Before moving on to a more detailed description of the review process, it is worth noting a particular challenge arising from the nature of specific this field of study: the sheer diversity in terms of how digital skills are measured, how skill levels are defined, and which types of skills are considered to be ‘digital’.

In different studies, digital skills were measured in various ways: for example, self-efficacy measures (self-confidence in one’s ability to achieve different goals), measures of particular knowledge claims (‘I can do X’) or action taken (‘Sometimes I use an online account with a different name, so that other people believe I am a different person’) and performance tests where children are asked to demonstrate their skills. And within each of these measures there was further variation. Self-efficacy ranged from measuring narrower skills (e.g. confidence in ability to remove a virus from your computer) or general ones (e.g. being comfortable using digital devices). Performance tests had diverse formats, including requiring the child to achieve a specific goal in a simulation test or demonstrate knowledge by answering factual multiple choice questions.

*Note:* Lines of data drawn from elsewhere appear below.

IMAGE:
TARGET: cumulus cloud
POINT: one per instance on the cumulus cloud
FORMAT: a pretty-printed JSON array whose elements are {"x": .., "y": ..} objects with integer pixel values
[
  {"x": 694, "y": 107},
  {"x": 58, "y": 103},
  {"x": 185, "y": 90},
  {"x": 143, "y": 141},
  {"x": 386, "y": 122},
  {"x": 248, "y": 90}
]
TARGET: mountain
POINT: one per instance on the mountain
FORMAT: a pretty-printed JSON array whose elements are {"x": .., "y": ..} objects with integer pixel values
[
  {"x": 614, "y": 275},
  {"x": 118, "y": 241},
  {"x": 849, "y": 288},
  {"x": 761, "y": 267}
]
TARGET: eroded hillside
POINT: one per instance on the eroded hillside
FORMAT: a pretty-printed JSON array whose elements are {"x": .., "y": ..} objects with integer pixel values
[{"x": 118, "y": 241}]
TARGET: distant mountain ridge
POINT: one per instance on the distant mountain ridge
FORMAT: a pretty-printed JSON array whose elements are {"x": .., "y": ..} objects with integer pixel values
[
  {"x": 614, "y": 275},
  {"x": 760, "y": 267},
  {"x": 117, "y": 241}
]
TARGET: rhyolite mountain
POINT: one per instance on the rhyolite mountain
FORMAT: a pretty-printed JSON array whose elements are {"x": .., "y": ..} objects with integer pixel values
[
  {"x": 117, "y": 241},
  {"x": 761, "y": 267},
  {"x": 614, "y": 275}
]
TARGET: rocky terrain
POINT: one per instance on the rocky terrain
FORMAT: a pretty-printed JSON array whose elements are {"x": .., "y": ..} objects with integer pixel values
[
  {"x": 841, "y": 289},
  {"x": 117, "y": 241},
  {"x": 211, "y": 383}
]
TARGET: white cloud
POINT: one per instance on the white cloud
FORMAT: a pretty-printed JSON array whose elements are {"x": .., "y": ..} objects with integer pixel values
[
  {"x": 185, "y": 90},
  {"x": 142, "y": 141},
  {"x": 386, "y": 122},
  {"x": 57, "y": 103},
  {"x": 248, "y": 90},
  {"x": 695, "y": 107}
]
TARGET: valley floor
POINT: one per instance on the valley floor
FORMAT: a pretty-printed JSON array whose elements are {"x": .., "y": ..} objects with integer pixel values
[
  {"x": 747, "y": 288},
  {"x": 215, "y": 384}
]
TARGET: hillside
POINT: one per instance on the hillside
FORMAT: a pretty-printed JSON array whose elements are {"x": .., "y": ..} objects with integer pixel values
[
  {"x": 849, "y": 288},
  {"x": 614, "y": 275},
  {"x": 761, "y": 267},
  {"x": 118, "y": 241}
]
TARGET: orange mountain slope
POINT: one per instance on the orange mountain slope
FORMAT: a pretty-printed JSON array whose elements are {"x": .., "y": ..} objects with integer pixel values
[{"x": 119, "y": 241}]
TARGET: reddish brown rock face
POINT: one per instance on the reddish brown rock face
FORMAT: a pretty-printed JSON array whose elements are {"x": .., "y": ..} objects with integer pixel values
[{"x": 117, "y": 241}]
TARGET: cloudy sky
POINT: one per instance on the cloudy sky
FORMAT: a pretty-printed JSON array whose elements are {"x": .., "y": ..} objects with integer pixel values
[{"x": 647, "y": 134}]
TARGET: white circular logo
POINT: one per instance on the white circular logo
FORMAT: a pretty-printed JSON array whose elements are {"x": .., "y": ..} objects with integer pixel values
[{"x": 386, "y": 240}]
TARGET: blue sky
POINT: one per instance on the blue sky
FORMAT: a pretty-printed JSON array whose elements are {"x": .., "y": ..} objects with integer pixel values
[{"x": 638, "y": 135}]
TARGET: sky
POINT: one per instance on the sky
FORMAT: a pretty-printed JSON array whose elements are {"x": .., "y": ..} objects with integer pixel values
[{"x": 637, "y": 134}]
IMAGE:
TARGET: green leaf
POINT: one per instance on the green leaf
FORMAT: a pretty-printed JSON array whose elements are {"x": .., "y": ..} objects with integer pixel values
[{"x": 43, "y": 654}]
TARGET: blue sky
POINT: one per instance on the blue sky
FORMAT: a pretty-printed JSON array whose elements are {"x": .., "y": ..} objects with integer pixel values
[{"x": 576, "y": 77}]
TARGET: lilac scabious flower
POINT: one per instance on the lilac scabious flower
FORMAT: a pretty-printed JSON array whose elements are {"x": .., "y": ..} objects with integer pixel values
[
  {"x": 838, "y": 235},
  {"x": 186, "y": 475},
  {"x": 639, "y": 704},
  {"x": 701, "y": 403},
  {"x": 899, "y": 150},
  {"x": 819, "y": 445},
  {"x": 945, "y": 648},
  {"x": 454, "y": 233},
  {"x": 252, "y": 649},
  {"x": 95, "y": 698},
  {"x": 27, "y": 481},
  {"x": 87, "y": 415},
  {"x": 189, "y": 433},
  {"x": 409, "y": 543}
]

Even skills could not be neatly classified as ‘basic’, ‘intermediate’ or ‘advanced’. This reflects both the age range of children (‘advanced’ skills for a 12-year old may be considered ‘basic’ or ‘intermediate’ for a 17-year old), and the skills that are tested. Instead of classifying skills into levels, some researchers focus on ‘Functional skills’, such as ability to open an email attachment or search for information online. Others focus on ‘Critical skills’, such as ability to critically evaluate information found online. While ‘functional skills’ are generally basic ones, some may require intermediate or advanced skills, in the sense that a beginner could not achieve this goal. ‘Critical skills’ is often a version of ‘advanced’ (in the sense of multi-stage) but implying some interpretation is taking place more akin to media literacy.

Meanwhile the domain addressed by skills covered broader headings like ‘informational skills’ (e.g. searching for information), ‘social interaction skills’ (e.g. having an awareness of the conventions of social communication), ‘content creation skills’ (e.g. design and editing skills) and ‘programming/coding skills’. But some studies focused on very specific ‘skills’ such as ethical behaviour online and digital safety skills.

Sometimes, as will be demonstrated below, it is the very variation in the skills studied or how they are measured that can be used to explain differences in findings, for example, when certain measures lead to one conclusion but different measures lead to the opposite. That very diversity illustrates the value of a systematic review. But it also provides a challenge in the review stage, when seeking to make statements about the balance of findings relating to a particular antecedent. To use Carr’s fishing metaphor, it became clear that fish which initially looked the same were, in fact, different species.

The synthesis processes

As part of the process of synthesising findings from the 88 studies covered in this review, the original papers relating to a number of studies of antecedents were re-examined in order to understand why those researchers had looked at a particular topic (See Figure 4). The reasons were diverse. For example, in relation to ethnicity, some looked at skills and ethnicity simply because ethnicity had been found important in other walks of life (e.g. Duarte et al., 2013). Others based their studies on previous skills research on that particular antecedent (e.g. Hatlevik et al., 2015). The case of ethnicity also exemplifies a common distinction, whereby some studies aim to test multiple possible antecedents of digital skills in order to determine which were more influential,¹³ while others focused on just one antecedent, providing a literature review to support either one or a few hypotheses.¹⁴ This exploration of the rationales of various studies helped to provide a sense of how the map of the field (here, studies of antecedents of digital skills) emerged from a combination of very different research strategies.

Figure 4.

The synthesis process.

Since no research takes place in a cultural vacuum a second step for each antecedent was to note the pattern of countries where the research took place. Realities, values, and even epistemological stances regarding what to consider a variable of interest and how to explore it can vary across countries. It became evident that most studies from our sample were conducted in the Global North or middle- and upper-income countries, meaning that the findings from the systematic review primarily reflect Western or at least economically advanced parts of the world.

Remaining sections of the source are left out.